Mengetahui agama sendiri, tidak buta terhadap terhadap agama sendiri tercakup juga di dalamnya, sikap jujur. Artinya mengakui bahwa di dalam proses perkembangannya agama kita pun mengalami kekurangan-kekurangan. Ambillah sebagai contoh agama Kristen. Agama ini tidak mulus-mulus saja perjalanannya. Bertrand Russell dalam bukunya, Why I am not a Christian mengatakan: “The intolerance that spread over the world with the advent of Christianity is one of the most curious feature, due, I think, to the Jewish belief in righteousness and in the exclusive reality of Jewish God” (“Sikap intoleransi yang tersebar  ke seluruh dunia dengan kedatangan Kekristenan adalah merupakan ciri-ciri paling mencengangkan, oleh karena, menurut saya, kepercayaan Yudaisme terhadap kebenaran dan realitas eksklusipnya Allah orang Yahudi). Mengapa hal itu terjadi? Saya tidak tahu, kata Russell. Tetapi mungkin saja ini sudah terpupuk ketika orang Yahudi menjadi tawanan di Babilonia. Mereka harus bersikap eksklusip agar tetap memelihara identitas mereka. Bisa saja sinyalemen Russell keliru. Bisa juga benar. Tetapi sejarah memperlihatkan bahwa di dalam sejarah, Kekristenan telah memperlihatkan sikap intoleransi yang parah terutama kepada mereka yang mempunyai pandangan berbeda. Maka sikap seperti ini memang sudah dikoreksi dengan kembali kepada ajaran Yesus untuk mengasihi sesama manusia seperti diri sendiri, bahkan musuh sekalipun, dan “berdoa bagi mereka yang menganiaya kamu”.

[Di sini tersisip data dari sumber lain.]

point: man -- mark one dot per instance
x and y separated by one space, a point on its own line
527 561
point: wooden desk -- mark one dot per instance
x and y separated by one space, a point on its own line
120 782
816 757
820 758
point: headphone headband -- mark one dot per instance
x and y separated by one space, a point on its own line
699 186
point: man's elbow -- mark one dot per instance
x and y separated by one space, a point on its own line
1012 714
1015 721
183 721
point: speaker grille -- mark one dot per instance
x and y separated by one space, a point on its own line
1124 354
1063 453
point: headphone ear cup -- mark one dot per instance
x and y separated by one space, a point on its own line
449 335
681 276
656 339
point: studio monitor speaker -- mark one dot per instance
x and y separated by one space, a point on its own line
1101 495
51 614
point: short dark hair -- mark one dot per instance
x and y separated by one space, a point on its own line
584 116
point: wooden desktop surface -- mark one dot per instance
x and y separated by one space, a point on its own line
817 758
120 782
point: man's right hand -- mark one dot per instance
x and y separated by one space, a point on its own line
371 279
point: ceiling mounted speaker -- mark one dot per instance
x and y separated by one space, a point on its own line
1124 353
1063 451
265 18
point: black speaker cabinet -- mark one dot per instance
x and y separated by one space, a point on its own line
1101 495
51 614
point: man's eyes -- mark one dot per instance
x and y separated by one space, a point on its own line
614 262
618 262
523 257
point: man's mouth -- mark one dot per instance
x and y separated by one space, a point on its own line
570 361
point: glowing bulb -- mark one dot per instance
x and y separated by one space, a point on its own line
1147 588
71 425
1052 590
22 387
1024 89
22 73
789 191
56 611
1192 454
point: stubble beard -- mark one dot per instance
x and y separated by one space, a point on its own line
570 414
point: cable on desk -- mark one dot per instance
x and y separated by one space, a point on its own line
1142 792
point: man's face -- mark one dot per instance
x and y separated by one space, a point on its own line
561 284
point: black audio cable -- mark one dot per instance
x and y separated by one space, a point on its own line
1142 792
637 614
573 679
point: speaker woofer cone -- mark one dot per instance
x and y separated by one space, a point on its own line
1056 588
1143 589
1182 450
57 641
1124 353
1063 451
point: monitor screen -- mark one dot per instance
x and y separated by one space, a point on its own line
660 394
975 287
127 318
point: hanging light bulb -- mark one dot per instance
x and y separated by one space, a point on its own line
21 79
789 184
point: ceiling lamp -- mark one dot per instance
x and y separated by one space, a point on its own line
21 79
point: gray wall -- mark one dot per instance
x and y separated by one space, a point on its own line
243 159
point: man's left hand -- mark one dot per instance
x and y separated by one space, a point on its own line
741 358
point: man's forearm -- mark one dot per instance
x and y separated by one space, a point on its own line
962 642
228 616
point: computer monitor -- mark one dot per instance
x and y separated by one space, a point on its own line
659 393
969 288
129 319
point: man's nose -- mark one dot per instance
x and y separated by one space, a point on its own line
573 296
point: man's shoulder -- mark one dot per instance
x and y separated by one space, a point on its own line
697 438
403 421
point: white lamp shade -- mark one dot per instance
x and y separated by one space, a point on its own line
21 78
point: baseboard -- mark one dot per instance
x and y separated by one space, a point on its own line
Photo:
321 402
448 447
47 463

Saya kira inilah salah satu hal yang bisa diperoleh apabila kita secara jujur mendalami agama kita. Kita bisa tiba pada kesimpulan bahwa tidak ada seorang pun yang benar dan karena itu tidak ada tempat untuk membanggakan diri. Inilah keberagamaan yang berkeadaban menurut nilai Pancasila.